Answer: Yes. Affirmatively marketing units where lead-based paint hazards have been controlled to families with children is
consistent with fair housing laws and with the need to protect the public
welfare. A housing provider may verbally or through advertisements advise the public or
potential applicants for housing that such units are available, or that
families with children are welcomed for such units. In addition, a housing
provider may recommend a unit where lead-based paint hazards
have been controlled to families with children under the age of six, or inform the family of the
availability of a waiting list for units where lead-based paint hazards have been controlled.
Question: May a housing provider exclude families with children from units where
lead-based paint hazards have not been controlled?
Answer: If a unit which has not undergone lead hazard control
treatments is available and the family chooses to live in the
unit, the housing provider must advise the family of the condition of the
unit1 but may not decline to allow the family
to occupy the unit because the family has children. Similarly, it would violate the
Fair Housing Act for a housing provider to seek to terminate the tenancy of a family
residing in a unit where lead-based paint hazards have not been controlled against
the family's wishes because of the presence of minor children in the household.

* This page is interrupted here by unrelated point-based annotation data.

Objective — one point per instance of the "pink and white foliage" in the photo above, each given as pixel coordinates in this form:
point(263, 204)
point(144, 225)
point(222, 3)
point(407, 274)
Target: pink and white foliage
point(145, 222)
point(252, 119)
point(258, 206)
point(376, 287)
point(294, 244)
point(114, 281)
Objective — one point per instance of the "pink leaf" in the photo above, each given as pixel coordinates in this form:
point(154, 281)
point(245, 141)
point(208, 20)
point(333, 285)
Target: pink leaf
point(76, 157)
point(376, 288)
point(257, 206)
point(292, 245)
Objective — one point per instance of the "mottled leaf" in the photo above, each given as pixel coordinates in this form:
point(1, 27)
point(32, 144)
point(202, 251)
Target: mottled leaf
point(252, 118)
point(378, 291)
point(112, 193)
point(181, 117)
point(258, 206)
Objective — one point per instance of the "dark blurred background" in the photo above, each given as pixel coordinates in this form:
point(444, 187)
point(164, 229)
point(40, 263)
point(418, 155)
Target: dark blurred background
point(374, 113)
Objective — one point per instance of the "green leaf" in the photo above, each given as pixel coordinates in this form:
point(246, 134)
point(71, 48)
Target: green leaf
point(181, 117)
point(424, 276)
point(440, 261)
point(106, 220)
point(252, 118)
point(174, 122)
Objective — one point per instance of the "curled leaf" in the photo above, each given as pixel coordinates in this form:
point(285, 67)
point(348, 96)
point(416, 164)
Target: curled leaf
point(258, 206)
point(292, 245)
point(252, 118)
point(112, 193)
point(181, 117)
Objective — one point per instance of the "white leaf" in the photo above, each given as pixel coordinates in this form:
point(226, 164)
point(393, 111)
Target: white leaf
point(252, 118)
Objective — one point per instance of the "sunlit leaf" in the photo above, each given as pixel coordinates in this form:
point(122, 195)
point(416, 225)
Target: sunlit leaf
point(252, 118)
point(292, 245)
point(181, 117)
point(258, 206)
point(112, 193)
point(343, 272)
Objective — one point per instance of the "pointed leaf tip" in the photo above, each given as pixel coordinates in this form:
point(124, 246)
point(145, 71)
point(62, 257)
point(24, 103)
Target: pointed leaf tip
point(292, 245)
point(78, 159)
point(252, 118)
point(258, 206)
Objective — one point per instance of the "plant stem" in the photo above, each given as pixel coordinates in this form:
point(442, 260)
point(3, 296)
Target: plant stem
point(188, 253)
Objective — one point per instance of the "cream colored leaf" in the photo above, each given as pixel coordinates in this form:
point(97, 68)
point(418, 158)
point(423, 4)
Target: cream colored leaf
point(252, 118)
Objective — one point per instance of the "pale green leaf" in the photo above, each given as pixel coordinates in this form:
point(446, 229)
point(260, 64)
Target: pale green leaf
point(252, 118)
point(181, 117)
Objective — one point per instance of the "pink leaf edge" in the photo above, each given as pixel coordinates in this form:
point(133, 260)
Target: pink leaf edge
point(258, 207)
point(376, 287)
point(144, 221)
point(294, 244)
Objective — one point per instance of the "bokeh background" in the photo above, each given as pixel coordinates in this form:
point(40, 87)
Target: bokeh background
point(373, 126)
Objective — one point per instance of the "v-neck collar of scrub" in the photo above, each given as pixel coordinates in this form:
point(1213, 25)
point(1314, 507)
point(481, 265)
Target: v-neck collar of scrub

The housing provider may offer transfers, with or without incentives, to a faintly residing in a unit where lead-based paint hazards have net been controlled to enable the family
to move to a unit where lead-based paint hazards have been controlled, including for the purpose of addressing hazards in
the family's current unit.
Question: If resources allow lead-based paint hazards in only a few
units to be controlled at a time, may these units be reserved for families with
young children?
Answer: Housing providers may hold open vacant units where lead-base paint hazards have been
controlled for families with young children and may offer such families a preference. However, as
noted above, if units where lead-based paint hazards have not been controlled
are available, a housing provider cannot refuse to allow a family with young children to live in such
units. A housing provider must provide a family with young children
information about the hazards of lead poisoning. If only a few units
where lead-based paint hazards have been controlled are available at any given
time, we recommend that such units be scattered throughout a site rather than segregated in one area.

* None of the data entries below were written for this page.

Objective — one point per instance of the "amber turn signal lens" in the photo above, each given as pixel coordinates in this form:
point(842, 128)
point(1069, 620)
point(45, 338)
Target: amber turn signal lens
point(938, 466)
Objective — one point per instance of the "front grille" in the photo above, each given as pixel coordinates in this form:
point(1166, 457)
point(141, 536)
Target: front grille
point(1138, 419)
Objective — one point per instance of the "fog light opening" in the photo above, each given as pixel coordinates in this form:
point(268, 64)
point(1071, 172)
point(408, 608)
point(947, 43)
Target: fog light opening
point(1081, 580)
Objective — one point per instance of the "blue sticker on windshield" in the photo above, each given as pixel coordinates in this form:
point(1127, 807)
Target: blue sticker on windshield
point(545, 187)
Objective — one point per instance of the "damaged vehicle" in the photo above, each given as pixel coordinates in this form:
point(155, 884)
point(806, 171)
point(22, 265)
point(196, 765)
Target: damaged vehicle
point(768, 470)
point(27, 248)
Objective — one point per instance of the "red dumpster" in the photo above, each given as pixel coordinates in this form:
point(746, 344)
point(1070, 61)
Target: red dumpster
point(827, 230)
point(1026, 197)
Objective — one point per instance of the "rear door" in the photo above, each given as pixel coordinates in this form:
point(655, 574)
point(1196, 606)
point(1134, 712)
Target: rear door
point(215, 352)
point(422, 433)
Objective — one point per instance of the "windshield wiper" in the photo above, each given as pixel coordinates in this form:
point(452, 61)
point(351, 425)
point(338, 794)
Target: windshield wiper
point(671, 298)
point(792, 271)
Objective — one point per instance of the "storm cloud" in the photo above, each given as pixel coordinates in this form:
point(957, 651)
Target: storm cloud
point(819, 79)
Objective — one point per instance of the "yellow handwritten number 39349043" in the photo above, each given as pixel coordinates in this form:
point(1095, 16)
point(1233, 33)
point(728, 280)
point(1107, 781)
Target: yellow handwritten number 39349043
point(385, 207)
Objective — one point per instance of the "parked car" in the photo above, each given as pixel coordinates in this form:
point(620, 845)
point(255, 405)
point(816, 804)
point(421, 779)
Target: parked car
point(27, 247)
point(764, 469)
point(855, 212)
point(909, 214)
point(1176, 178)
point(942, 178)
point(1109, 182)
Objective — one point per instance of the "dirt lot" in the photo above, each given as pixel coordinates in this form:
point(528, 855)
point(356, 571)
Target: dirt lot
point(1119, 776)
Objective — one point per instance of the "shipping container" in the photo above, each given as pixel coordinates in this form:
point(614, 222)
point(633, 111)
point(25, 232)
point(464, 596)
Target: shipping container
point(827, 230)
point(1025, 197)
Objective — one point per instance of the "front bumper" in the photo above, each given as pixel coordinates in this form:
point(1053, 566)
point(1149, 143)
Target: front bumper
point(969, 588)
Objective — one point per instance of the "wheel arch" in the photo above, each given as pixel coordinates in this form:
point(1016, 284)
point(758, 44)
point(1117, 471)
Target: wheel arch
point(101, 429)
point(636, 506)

Question. May housing providers give priority to addressing lead-based paint hazards in units occupied by families with small
children?
Answer: Yes. As noted above, however, families cannot be required to vacate units in order to address lead-based paint
hazards. (Families can of course be required to temporarily relocate
to another dwelling unit so that the lead hazard control work may be done safely.)
Nothing in this memo affects the separate obligation of a housing provider to make reasonable
accommodations to people with disabilities.
1. Section 1018 of the Residential Lead-Based Paint Hazard
Reduction Act of 1992 (42 U.S.C. 4852d).